# Beehive hard to get to



## WhatRnsdownhill (Jan 13, 2016)

what kind of bees? yellow jackets or honeybees?


----------



## joecaption (Nov 30, 2011)

Any wasp spray should be able to hit a nest 12' away.
Unless it's enclosed a gas is useless.


----------



## noquacks (Jun 5, 2010)

They are not yellow jackets or wasps - probably honey bees. Nest is completely hidden.


----------



## WhatRnsdownhill (Jan 13, 2016)

there are a ton of bee keepers that will come get honey bees for free...if you have any in the area tell them to come take a look..


----------



## Bud9051 (Nov 11, 2015)

Tough to see them this time of year, but if truly honey bees there is a shortage of them so as What said, see if you can save them.

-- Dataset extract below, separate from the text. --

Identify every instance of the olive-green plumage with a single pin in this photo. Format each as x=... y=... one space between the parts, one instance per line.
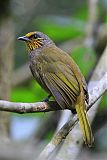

If it comes to exterminating them, I used a 10' length of 3/4" pvc and improvised a length of plastic tube on both ends One end was to fit the end of my compressed air nozzle and the other to accelerate the dust. I cut a small hole about 4" up from the bottom and split a 2" piece of the same pvc to fit over the hole allowing me to slide it open to add some 7 dust. Worked it into the area I couldn't see and blasted away. Next day no more wasps. You can adjust the length as needed and apply as many shots as required. The 7 dust works well and has a short life span so you aren't contaminating an area. Not a bug expert, just a successful onetime exterminator.

Bud


----------



## SeniorSitizen (Sep 10, 2012)

Typical place for Bumblebees.


----------



## r0ckstarr (Jan 8, 2013)

Honey-bee's? Call a beekeeper. 
Wasps? Burn the shed to the ground. :laughing:


----------